Apr. 10—An adequate education costs $9,900 a year per student, more than 2 1/2 times what New Hampshire provides, a lawyer for the 18 school districts suing the state over education aid said during the first day of trial Monday.

"There is no place in the state where an adequate education can be delivered for less than $4,000 per student," said Elizabeth Ewing, one of two lawyers representing the school districts.

She asserted the state will present no witnesses or evidence that the present state grant — about $3,787 per student — is sufficient to provide an adequate education.

The 18 plaintiff districts, which include Manchester, Nashua, Contoocook Valley, Derry and Lebanon, are suing the state, Gov. Chris Sununu and Education Commissioner Frank Edelblut.

The bench trial, in Rockingham County Superior Court in Brentwood, comes 30 years after the New Hampshire Supreme Court ruled that state government is responsible for defining and funding an adequate education.

Two years ago, the Supreme Court kicked the ConVal suit back to the trial court and told Superior Court Judge David Ruoff to determine the components and the cost of an adequate education.

Attorneys for the state cautioned Ruoff against treading into the legislative domain and defining an adequate education. In his opening statement, Solicitor General Anthony Galdieri said school districts are trying to force taxpayers from across the state to pay for items outside the definition of an adequate education.

"This case is solely about whether school districts can shift costs to all the taxpayers across the state," Galdieri said.

Galdieri said none of the districts suing the state has failing schools, as is the case in school-funding lawsuits brought in other states.

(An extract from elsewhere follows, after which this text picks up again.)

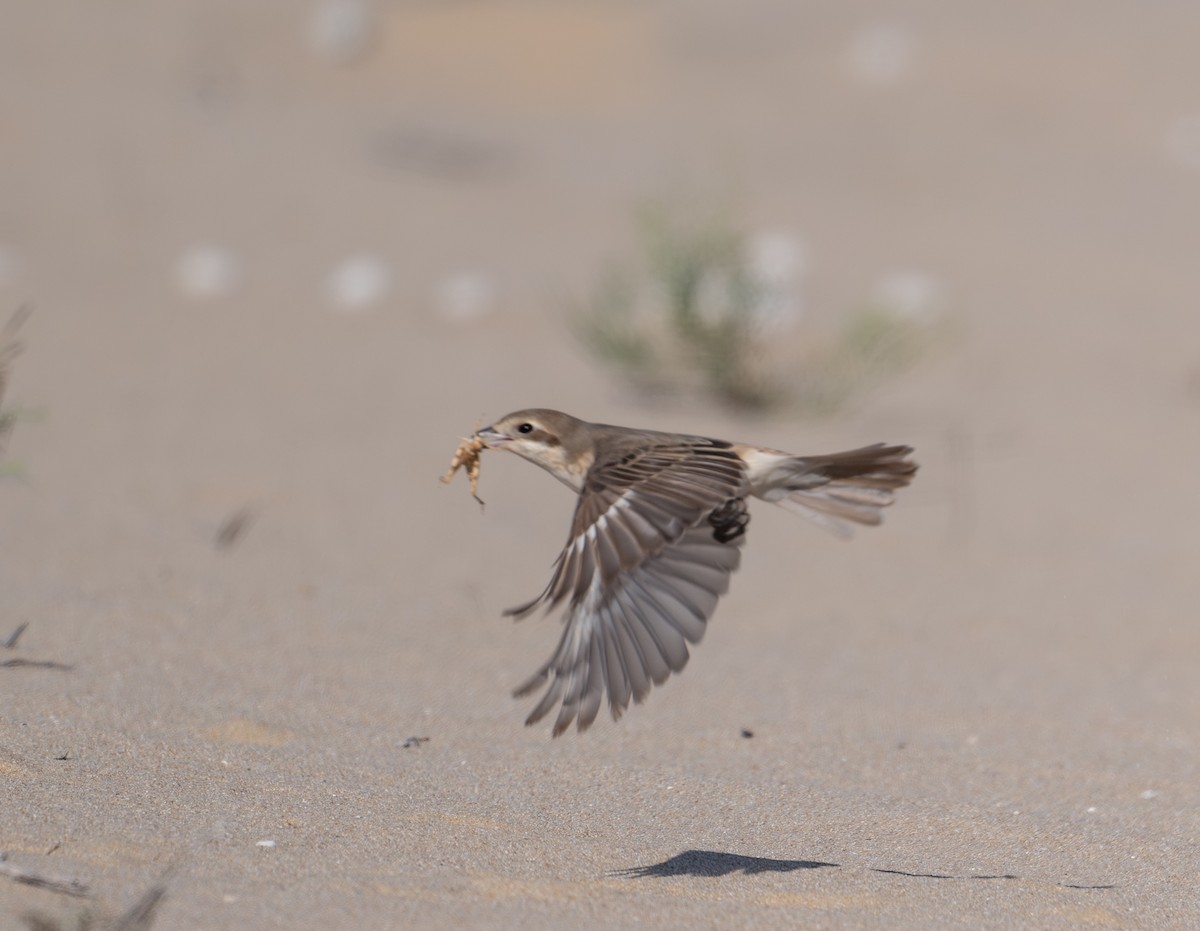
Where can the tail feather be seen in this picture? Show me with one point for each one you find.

Ruoff has reserved 12 days for testimony. On opening day, Ruoff's courtroom was nearly filled with superintendents and other officials, many of whom are expected to testify.

The lead witness was Kimberly Rizzo Saunders, superintendent for the Peterborough-based ConVal School District, which is the lead plaintiff in the case. Saunders testified how she started researching the adequacy grant in 2015.

She read reports of two legislative oversight committees that developed the adequacy grant figure. She consulted with superintendents in her region as well as her school board.

Much of the trial is expected to delve into how superintendents and other experts arrived at their calculations. Lawyers on both sides consulted digital spreadsheets during her testimony.

Saunders said the cost she came up with for adequate education was the most conservative estimate possible.

For example, she calculated benefits based on mandates in state or federal law — health care, retirement, FICA and unemployment. She based staffing levels of principals, guidance counselors and administrative assistants on state requirements.

And she based all teacher salaries on the average salary for a first-year teacher, $38,867.

"At this point, you could not continue to retain and recruit on that amount," Saunders said. The districts also complain that the state's adequacy grant fails to cover essentials such as a lunch program, transportation, school nurses and a superintendent.

Two lawyers represent the school districts. The state has seven attorneys on its side, filling three tables. They include Galdieri, two assistant attorneys general and outside lawyers, whom the state will pay up to $1 million.

Throughout Monday morning, the state lawyers made frequent objections. They said officials from other districts should be sequestered. They complained about access to analyses referenced by Saunders. They said Saunders was relying on hearsay.

Repeatedly, Ruoff either overruled them, told them to address their concerns during cross-examination or said he would weigh the challenged testimony in his decision.

He sustained only two of their objections.

Saunders also testified extensively about student-teacher ratios. They are not directly related to class size, she cautioned, and the state ratios are far off base. The ConVal ratio, using the most conservative methodology, is one teacher per 12.6 students, compared to the state recommendation of 1 per 25 or 1 per 30, depending on the grade level.

Lawyers plan to present two other ways of calculating adequacy — tuition costs levied on towns without a high school, and output-related costs, which involve working backward from school performance data such as test scores and attendance rates.